Sixty nine percent of Latino owners have a written succession plan and 59 percent have a buy-sell agreement in case of death (and 52 percent in case of disability).
Also, Latino owners are significantly (48 percent) more likely than the national sample to report funding their buy-sell agreements with cash flow from their business.
"Our research found that Latino entrepreneurs are generally taking significant steps in their business and financial planning and are more likely to be motivated by family and community," said David Hufnagel, Latino Market Director, MassMutual.
"The study shows significant progress for the next generation of Latino business owners.
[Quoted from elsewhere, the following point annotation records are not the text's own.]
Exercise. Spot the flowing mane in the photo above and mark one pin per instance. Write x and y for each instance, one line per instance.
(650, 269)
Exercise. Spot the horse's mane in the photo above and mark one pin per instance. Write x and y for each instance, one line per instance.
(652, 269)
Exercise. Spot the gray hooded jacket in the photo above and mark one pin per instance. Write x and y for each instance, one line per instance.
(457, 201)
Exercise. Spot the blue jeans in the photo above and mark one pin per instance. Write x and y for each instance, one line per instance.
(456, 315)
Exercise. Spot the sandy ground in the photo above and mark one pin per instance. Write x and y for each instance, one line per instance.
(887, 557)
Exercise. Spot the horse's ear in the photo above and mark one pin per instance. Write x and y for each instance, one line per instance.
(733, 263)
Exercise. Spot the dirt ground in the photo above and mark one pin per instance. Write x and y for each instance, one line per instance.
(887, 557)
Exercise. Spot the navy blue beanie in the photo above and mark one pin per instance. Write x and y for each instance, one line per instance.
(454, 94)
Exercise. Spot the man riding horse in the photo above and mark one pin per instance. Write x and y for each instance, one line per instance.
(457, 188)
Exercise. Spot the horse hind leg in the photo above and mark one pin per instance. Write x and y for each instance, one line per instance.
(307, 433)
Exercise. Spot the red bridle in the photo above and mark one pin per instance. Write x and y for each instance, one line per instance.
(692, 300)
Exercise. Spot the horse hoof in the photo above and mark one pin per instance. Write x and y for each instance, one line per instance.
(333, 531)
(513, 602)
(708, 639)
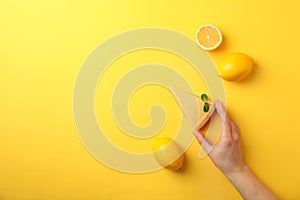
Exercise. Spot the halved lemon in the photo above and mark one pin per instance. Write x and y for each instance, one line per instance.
(208, 37)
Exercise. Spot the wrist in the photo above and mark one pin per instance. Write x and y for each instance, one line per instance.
(237, 173)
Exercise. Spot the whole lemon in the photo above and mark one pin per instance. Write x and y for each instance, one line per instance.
(235, 67)
(167, 153)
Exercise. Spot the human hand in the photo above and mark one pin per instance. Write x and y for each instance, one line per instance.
(226, 154)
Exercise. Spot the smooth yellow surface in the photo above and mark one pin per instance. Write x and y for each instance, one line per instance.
(42, 46)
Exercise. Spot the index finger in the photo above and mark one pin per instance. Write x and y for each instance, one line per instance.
(220, 109)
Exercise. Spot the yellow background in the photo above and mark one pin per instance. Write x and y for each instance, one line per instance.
(42, 46)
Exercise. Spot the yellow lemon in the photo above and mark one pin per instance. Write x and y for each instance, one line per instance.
(167, 153)
(235, 67)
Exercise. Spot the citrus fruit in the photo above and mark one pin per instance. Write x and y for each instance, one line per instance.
(208, 37)
(167, 153)
(235, 67)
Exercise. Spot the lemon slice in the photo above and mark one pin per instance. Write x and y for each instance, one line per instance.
(208, 37)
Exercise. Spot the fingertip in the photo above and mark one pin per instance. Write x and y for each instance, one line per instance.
(199, 136)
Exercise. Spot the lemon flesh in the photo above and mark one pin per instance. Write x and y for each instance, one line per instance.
(235, 67)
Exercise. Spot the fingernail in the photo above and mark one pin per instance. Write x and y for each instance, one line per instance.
(195, 133)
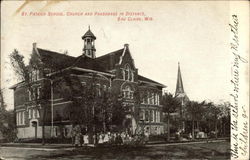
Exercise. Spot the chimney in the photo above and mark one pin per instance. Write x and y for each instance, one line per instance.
(126, 45)
(34, 45)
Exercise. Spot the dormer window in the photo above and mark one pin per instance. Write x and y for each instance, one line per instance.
(34, 75)
(128, 74)
(128, 93)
Many indicated that they have the necessary resources in place to help protect their company in case of unforeseen events, and that there is still room for improvement."
The MassMutual research showed that employee loyalty and valuation remain the top issues for Latino business owners and are in line with the national sample.
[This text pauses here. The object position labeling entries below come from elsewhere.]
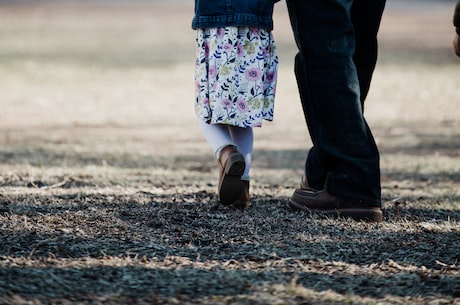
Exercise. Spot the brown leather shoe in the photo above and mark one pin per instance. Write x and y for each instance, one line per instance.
(244, 200)
(322, 202)
(231, 167)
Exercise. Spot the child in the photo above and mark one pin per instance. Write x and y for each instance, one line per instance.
(235, 75)
(457, 29)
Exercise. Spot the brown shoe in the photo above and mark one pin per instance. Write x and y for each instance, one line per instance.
(324, 203)
(231, 167)
(244, 200)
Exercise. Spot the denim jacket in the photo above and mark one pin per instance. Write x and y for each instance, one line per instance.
(221, 13)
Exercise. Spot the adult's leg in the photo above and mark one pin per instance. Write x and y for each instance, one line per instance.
(366, 16)
(330, 93)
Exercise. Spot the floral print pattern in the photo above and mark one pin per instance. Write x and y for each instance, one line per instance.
(235, 76)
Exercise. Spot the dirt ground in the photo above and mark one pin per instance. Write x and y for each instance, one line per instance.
(107, 188)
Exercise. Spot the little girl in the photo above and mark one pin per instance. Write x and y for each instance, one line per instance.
(235, 76)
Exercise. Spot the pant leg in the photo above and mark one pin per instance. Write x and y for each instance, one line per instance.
(330, 93)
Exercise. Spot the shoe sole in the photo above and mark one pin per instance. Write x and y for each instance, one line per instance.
(231, 187)
(371, 214)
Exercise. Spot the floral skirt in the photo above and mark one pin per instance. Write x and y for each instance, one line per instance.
(235, 76)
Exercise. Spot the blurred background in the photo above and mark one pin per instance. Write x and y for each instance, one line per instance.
(115, 74)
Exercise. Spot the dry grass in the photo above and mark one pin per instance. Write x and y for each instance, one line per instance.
(108, 189)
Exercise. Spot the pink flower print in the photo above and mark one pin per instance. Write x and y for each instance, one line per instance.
(227, 103)
(206, 49)
(253, 74)
(212, 72)
(270, 76)
(239, 50)
(227, 47)
(242, 105)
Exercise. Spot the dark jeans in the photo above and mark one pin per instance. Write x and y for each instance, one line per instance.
(337, 41)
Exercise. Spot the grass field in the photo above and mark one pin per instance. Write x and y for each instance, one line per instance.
(107, 188)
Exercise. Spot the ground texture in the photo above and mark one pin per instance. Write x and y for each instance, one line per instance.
(107, 188)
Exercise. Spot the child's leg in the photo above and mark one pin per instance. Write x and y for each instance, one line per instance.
(218, 136)
(244, 140)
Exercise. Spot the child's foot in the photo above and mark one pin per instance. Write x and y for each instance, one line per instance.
(231, 167)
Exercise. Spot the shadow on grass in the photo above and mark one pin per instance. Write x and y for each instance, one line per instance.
(219, 251)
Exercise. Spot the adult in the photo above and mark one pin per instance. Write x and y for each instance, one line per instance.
(337, 42)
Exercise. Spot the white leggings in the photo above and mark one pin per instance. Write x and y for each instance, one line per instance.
(218, 136)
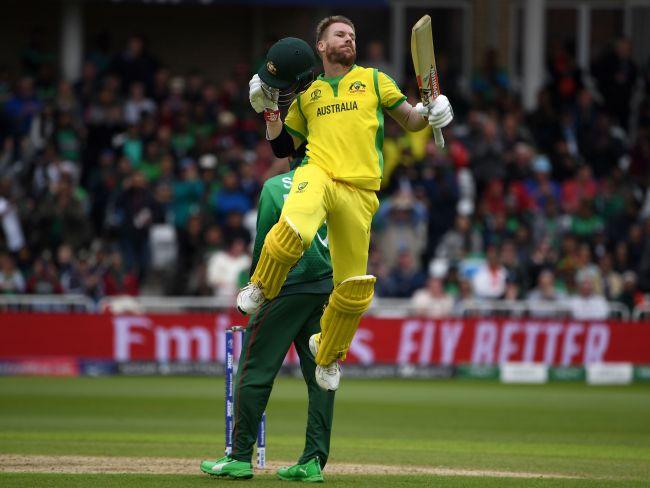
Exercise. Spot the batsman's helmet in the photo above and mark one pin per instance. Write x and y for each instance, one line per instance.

Interestingly, however, Latino business owners today are much more likely to be thinking about key business issues than they were in 2015 – and much more frequently than the national sample.
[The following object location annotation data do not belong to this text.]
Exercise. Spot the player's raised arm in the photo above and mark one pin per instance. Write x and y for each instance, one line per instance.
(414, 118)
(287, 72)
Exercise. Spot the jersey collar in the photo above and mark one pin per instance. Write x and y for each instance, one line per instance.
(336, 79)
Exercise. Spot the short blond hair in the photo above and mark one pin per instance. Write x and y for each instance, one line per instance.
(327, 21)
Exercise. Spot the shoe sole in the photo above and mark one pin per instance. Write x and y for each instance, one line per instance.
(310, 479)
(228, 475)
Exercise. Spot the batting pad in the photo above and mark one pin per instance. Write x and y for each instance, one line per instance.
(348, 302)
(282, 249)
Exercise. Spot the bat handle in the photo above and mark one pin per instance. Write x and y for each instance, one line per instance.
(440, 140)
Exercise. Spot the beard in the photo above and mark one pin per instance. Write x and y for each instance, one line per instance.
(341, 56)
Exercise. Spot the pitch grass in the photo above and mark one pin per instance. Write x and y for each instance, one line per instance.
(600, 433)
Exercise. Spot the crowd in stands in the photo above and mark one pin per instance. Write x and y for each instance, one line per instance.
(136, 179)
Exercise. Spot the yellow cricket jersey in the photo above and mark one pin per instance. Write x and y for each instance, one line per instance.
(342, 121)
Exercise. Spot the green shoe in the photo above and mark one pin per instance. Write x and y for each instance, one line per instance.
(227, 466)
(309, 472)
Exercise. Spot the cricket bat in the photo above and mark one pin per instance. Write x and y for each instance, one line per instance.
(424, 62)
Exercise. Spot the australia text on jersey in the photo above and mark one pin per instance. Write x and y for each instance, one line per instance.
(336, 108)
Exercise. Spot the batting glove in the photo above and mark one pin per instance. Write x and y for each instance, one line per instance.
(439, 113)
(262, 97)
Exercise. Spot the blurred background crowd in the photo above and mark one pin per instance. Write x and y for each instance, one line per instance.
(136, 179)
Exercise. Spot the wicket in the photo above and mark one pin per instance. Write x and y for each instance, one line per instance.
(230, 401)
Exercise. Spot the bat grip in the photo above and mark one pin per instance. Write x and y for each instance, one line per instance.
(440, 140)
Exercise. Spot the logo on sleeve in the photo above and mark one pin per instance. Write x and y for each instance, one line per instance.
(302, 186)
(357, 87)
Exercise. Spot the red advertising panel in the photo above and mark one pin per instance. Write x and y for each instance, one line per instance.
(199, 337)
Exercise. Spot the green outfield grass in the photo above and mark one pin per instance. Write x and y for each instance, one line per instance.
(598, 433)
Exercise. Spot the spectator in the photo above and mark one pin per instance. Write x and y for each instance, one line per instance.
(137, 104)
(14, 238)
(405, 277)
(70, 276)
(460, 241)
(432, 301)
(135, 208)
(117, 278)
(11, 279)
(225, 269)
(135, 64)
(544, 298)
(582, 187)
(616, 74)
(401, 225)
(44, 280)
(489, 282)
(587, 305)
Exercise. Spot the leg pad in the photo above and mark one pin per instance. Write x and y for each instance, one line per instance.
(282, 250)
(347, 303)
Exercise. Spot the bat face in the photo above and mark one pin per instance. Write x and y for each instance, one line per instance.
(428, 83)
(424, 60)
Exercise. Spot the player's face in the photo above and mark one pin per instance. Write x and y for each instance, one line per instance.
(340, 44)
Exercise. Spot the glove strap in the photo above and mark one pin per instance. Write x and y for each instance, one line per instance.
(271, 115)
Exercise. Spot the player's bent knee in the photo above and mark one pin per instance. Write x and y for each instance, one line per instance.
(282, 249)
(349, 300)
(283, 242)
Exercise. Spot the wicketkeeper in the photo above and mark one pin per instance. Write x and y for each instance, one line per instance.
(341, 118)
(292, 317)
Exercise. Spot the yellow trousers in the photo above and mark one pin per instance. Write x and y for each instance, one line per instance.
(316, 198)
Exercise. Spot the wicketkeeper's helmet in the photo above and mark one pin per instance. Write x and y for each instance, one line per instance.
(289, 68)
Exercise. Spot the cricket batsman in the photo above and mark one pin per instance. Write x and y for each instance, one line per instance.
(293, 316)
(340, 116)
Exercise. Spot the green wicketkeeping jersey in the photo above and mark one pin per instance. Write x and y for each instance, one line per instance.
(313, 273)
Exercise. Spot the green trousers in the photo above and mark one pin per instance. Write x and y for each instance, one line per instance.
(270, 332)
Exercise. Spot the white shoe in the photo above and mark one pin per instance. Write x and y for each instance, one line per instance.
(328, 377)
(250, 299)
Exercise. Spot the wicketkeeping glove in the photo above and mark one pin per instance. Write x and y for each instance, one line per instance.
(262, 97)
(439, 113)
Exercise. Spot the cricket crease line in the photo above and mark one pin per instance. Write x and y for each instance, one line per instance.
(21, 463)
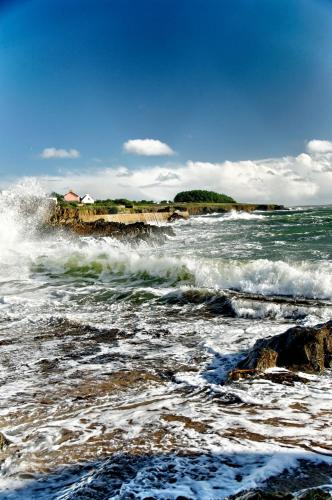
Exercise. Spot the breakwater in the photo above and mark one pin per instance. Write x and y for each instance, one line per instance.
(151, 214)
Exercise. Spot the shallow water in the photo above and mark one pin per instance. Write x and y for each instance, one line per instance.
(114, 357)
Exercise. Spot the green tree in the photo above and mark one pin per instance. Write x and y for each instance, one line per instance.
(202, 196)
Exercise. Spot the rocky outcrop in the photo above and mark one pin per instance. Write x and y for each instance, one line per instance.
(307, 349)
(138, 230)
More good news: Nearly all survey respondents reported having gone through the financial planning process and the majority of respondents do it every year.
Additionally, Latino business owners are also more likely to have had their business valued (73 percent) in the past three years than the national sample (63 percent).
In terms of employee benefits, they are also more likely to offer financial planning benefits to their top employees.
Latina owners in particular are more likely than other women owners to have buy sell agreements in the event of death and disability, valuation, and a business succession plan.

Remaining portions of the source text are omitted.